This invention relates to the infrared heating of preforms having a fairly thick wall made of plastic, especially polyethylene terephthalate (PET), for the blow moulding or stretch-blow moulding of receptacles like bottles, flasks or the like, and especially to improvements in the methods and apparatuses that implement such heating.
In the prior art, the preforms are heated in scanning furnaces fitted with infrared radiation lamps arranged along the trajectory followed by the preforms, which can also be rotated about their axes, in order to be heated in a uniform fashion. The preforms are heated solely from the outside and, in view of the fairly significant thickness of their walls, the result is the formation of a temperature gradient of sizable value between the external and internal sides of the walls, the internal sides being cooler than the external sides.
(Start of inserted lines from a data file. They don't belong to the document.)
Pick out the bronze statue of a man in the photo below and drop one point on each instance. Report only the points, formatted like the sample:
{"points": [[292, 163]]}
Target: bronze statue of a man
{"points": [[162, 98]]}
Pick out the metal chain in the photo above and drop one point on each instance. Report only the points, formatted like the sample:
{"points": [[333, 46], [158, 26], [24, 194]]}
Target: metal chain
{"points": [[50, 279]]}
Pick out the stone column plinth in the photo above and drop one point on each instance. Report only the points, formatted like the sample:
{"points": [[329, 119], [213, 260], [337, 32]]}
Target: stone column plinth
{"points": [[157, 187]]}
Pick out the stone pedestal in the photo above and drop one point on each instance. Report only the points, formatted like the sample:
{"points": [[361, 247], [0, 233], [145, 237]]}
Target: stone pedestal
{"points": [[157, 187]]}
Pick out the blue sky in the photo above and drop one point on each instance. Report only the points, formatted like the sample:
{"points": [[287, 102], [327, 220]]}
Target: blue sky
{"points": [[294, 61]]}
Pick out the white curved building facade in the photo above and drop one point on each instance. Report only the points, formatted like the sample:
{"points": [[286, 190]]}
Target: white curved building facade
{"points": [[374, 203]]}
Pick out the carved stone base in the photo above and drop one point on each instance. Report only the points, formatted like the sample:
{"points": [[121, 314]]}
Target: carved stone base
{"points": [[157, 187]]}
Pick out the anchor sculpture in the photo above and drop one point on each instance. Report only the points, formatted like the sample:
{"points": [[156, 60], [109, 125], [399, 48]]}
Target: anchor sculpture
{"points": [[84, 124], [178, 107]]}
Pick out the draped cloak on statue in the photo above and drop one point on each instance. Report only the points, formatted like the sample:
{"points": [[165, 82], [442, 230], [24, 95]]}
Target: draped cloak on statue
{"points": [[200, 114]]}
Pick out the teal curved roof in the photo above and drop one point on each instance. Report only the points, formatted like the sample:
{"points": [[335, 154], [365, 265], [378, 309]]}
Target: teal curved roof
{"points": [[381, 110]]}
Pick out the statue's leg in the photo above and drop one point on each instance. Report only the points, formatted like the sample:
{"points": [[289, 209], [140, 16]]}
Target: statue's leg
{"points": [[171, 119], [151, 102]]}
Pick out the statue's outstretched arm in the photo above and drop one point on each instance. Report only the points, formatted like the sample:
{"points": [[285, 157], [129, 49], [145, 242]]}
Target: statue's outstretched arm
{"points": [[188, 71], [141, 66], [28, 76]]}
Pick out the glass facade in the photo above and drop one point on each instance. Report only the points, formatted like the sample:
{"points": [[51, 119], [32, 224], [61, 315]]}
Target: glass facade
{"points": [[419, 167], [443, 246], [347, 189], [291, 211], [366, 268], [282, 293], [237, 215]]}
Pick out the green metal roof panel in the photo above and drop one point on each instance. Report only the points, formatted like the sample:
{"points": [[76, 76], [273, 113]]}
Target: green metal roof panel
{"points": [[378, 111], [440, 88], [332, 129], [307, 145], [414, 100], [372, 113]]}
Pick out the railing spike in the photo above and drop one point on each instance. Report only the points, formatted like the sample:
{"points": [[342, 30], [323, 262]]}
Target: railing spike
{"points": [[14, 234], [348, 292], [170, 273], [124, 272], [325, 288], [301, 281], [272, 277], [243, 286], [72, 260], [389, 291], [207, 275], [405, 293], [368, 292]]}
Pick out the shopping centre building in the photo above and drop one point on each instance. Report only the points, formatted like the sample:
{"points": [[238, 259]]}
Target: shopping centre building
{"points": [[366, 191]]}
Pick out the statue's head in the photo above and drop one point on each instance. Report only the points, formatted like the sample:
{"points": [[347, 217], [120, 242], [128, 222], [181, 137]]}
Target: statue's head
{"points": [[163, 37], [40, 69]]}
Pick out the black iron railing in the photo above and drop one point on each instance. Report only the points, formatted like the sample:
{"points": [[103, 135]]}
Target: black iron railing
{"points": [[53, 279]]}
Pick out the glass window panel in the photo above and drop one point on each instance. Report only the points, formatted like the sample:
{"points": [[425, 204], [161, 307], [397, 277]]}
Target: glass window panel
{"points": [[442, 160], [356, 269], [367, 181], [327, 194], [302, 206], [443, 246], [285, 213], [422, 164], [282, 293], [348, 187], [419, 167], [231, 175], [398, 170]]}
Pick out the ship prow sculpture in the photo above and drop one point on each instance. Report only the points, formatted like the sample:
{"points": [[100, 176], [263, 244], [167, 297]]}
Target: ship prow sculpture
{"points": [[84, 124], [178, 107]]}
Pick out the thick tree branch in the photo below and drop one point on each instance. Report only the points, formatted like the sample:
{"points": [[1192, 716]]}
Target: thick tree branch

During the blow moulding or stretch-blow moulding process which, based on the heated preform, leads to a receptacle with a thin wall, the rate of stretching is different for the internal side and for the external side of the preform wall, the internal side having the highest stretching rate. For example, with a cylindrical receptacle 80 mm in diameter blown from a preform with an internal diameter of 12 mm and an external diameter of 20 mm, the crosswise stretching rate (equal to the ratio of the final diameter over the initial diameter) varies from 6.6 for the internal side of the cylinder to 4 or its external side. However, even though the internal side is the most distorted, it is the one that is the coolest in the heating processes in use. The result is the possibility of faults occurring (ungluing of the internal and external layers of the wall), which are more likely the greater the thickness of the wall.
This problem becomes more serious with reusable bottles, flasks, etc. because the physical/chemical constraints produced by the cleaning operations between two successive uses require fairly substantial thicknesses (for instance 0.8 mm) for the walls of the receptacles, which equates to a thickness of about 4 to 8 mm for the walls of the preforms.
One solution might be altering the heating conditions so that the internal side of the preforms reaches a satisfactory temperature. However, this leads to another major problem whereby the external side reaches an excessively high temperature whereat an undesirable modification of the physical-chemical features of the plastic material occurs. Attempts have been made to attenuate this difficulty by arranging the heating means so that they could approximately homogenize the temperature along the entire thickness of the wall, but this does not resolve the problems associated with the different stretching rates on the internal and external sides of the wall of the preform, or prevent the chance of incidents which might stem therefrom.
Furthermore, an increase in the temperatures translates into an increase in the consumption of electrical energy and/or an increase in the length of exposure of the preforms, and therefore results in a slowdown of the rate of production. At the very least, the result is an increase in the manufacturing costs which is inadmissible.